Sunday, May 21, 2017

Insurgence, by Ken MacLeod

Ken MacLeod's The Corporation Wars: Insurgence, is the second book of a trilogy. It (along with the first book in the series, Dissidence, is a finalist for the Prometheus award this year.

Insurgence continues the story of awakened robots struggling for freedom, and uploaded human ex-combatants fighting to retake the planetary system the robots had been mining and exploring.

This installment focuses less on the robots' claim to be agents worthy of separate respect, and more on the uploaded warriors struggle to figure out the nature of the reality they inhabit while mostly following orders to fight the battles their supervisors are pursuing.

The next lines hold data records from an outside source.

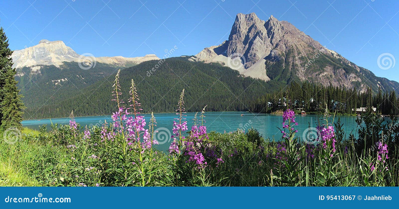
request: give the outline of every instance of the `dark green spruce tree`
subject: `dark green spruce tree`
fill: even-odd
[[[0,27],[0,130],[8,128],[20,128],[22,110],[25,106],[19,94],[15,80],[15,69],[13,68],[8,40],[3,28]]]

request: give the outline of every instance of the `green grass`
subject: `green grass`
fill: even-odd
[[[0,159],[0,186],[40,186],[36,179],[18,168],[11,160]]]

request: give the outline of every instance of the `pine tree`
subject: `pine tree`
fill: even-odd
[[[0,130],[10,127],[20,128],[22,110],[25,108],[19,94],[16,70],[12,68],[12,51],[8,47],[8,40],[0,27]]]

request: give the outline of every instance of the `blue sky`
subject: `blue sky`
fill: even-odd
[[[5,0],[0,26],[13,50],[47,39],[62,40],[79,54],[162,58],[175,45],[174,56],[220,44],[240,12],[287,21],[358,65],[399,81],[399,64],[385,70],[377,64],[383,53],[399,59],[394,0]]]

Their ultimate worry is that they don't have enough information to tell which side they're fighting on or who they are battling to subdue. When you live in a simulation (particularly when you can tell that someone else has access to the control panel) it's a little difficult to be sure that your choices aren't effectively controlled by someone else.

Next, cracks appear in the simulation, and "real" revived people see the shortcomings, but non-player-characters (MacLeod calls them philosophical zombies) think everything is normal, so the real people can tell who's just a simulated person. The idea of zombies in philosophy (sometimes "p-zombies") is an exploration of the idea of consciousness. What if there were beings that acted just like people, but had no consciousness? Would it make a difference to them? Should we accord them lesser rights?

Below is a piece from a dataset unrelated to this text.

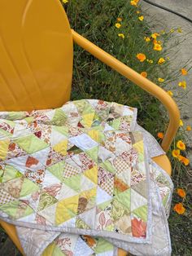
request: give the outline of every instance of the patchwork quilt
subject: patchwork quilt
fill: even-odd
[[[137,109],[98,99],[0,113],[0,218],[26,255],[170,255],[172,183]]]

I consider the idea of p-zombies to be incoherent, but many smart people treat the question as exploring an important distinction. MacLeod here undercuts the point of the argument since there are actual behavioral differences. It isn't an exploration of whether consciousness matters, it's just that some characters in the story are imperfect simulations without an inner life, and the actual thinking beings can tell who they are. At the same time, MacLeod makes sure we notice that the robots and AIs who are active in the battles and the scheming do have an inner dialogue, and are making plans and collaborating with others to get things done.

The starting position for the agencies that represent the current Earth government and act under its protection is that only humans are allowed to be sentient. Even AIs' powers are circumscribed. Whenever self awareness arises otherwise, it must be stamped out. It's not clear why this would be a plausible stance, since it's clearly the case that the AIs can become self-aware for short periods, and autonomously operating robots have the capacity for spontaneous self awareness given the right trigger. So they must be constantly battling to defeat uprisings, and track down newly minted sophonts who either try to escape from control, or hide in occupied systems. It would make more sense to forbid use of tools with the capacity for self awareness, than to constantly try to stomp them out. I'd also have a hard time going along with a regime that wanted to outlaw and destroy a class of beings because they were self aware. Self aware and hostile is a separate thing, but that's not the distinction they've settled on.

Before one of the final battles, one of the leaders of the simulated humans challenges the combatants to each eat a slice of p-zombie flesh to prove that they believe they're in a simulation, and that there can't be any moral issues with simulated eating of simulated meat from simulated people that were never actually alive or aware. Except for a few who object to the initiation-ceremony aspect of the act, they all partake.

So there's a lot of exploration here of of philosophical questions of identity, and what it means to be human. The questions of liberty are mostly focussed on what kinds of agents deserve respect as actual people, though I think MacLeod fumbled some of the issues. The action is interesting and the conflict exciting. Besides there are also weaponized communications packets, interrogations of potentially hostile agents by sending them into a dungeon simulation, double and triple agents, and terraforming. It's a pretty good read, and the lead-in to part three, of course leaves a few things to be resolved.